30. (20 points) Using the CPS 2010 data (on Blackboard, although you don't need to download it for this), restricting attention to only prime-age (25-55 year-old) males reporting a non-zero wage and salary, the following regression output is obtained for a regression (including industry, occupation, and state fixed effects) with log wage and salary as the dependent variable.

a. (17 points) Fill in the missing values in the table.

b. (3 points) Critique the regression: how would you improve the estimates (using the same dataset)?

Model		Sum of Squares	df	Mean Square	F	Sig.
1	Regression	11194.359	145	77.202	127.556	.000^a
	Residual	21558.122	35619	.605
	Total	32752.482	35764

Coefficients^a
Model		Unstandardized Coefficients		Standardized Coefficients	t	Sig.
Model		B	Std. Error	Beta	t	Sig.
1	(Constant)	8.375	.112		74.714	.000
	Demographics, Age	.078	.005	.705
	Age squared	-.00085	.00006	-.617
	African American	-.184	.015	-.058
	Asian		.022	-.025	-4.620	.000
	Native American Indian or Alaskan or Hawaiian		.027	-.025	-5.674	.000
	Hispanic	-.051		-.020	-2.172	.030
	Mexican	-.021		-.007	-.868	.386
	Puerto Rican	.014		.002	.319	.750
	Cuban	.007	.059	.001
	Immigrant	-.094	.019	-.039
	1 or more parents were immigrants	.001	.018	.001
	Education: High School Diploma	.219		.105	13.582	.000
	Education: Some College but no degree	.333		.130	18.332	.000
	Education: Associate in vocational	.362		.081	14.919	.000
	Education: Associate in academic		.025	.080	14.642	.000
	Education: 4-yr degree		.019	.236	28.773	.000
	Education: Advanced Degree		.023	.253	33.757	.000
	Married		.011	.140	25.219	.000
	Divorced or Widowed or Separated		.016	.021	3.992	.000
	Union member		.030	.031	7.168	.000
	Veteran since Sept 2001	-.047	.094	-.002
	Veteran Aug 1990 - Aug 2001	-.053	.038	-.006
	Veteran May 1975-July 1990	.035	.048	.003
	Veteran August 1964-April 1975	.078	.129	.003

31. (30 points) Using the BRFSS 2009 data, the following table compares the reported health status of the respondent with whether or not they smoked (defined as having at least 100 cigarettes)

		SMOKED AT LEAST 100 CIGARETTES
		Yes	No	Marginal
GENERAL HEALTH	Excellent	27775	49199	____
	Very good	58629	77357	____
	Good	64237	67489	____
	Fair	31979	26069	____
	Poor	15680	9191	____
	Marginal	____	____

a. (10 points) What is the median health status for those who smoked? For non-smokers?
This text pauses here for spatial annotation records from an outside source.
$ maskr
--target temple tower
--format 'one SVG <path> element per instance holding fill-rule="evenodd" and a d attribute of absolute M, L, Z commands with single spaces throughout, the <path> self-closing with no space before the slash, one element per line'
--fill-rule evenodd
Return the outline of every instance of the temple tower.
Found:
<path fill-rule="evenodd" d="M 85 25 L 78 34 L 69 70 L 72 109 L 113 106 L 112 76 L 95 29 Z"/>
b. (10 points) Fill in the marginal probabilities – make sure they are probabilities.

c. (5 points) Explain what you might conclude from this data.
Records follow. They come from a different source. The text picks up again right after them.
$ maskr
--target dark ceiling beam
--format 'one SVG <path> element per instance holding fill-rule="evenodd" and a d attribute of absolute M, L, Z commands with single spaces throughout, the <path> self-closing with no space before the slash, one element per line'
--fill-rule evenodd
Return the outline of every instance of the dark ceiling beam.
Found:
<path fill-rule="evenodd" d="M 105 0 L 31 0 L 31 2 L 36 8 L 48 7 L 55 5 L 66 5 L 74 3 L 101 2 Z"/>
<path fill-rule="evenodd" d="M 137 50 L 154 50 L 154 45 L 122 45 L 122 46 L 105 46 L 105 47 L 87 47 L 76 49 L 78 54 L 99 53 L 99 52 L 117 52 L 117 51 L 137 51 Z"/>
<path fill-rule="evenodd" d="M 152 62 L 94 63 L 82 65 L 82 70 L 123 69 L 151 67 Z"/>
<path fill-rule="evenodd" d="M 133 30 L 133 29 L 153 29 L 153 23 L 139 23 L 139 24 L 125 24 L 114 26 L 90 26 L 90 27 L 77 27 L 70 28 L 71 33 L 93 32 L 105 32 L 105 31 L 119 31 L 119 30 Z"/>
32. (50 points) Using the CPS data, run at least 4 interesting regressions to model the wages earned. Carefully explain what we can learn from each regression: does it accord with theory; if not, what does this mean? Explain what statistical measures allow us to compare different specifications.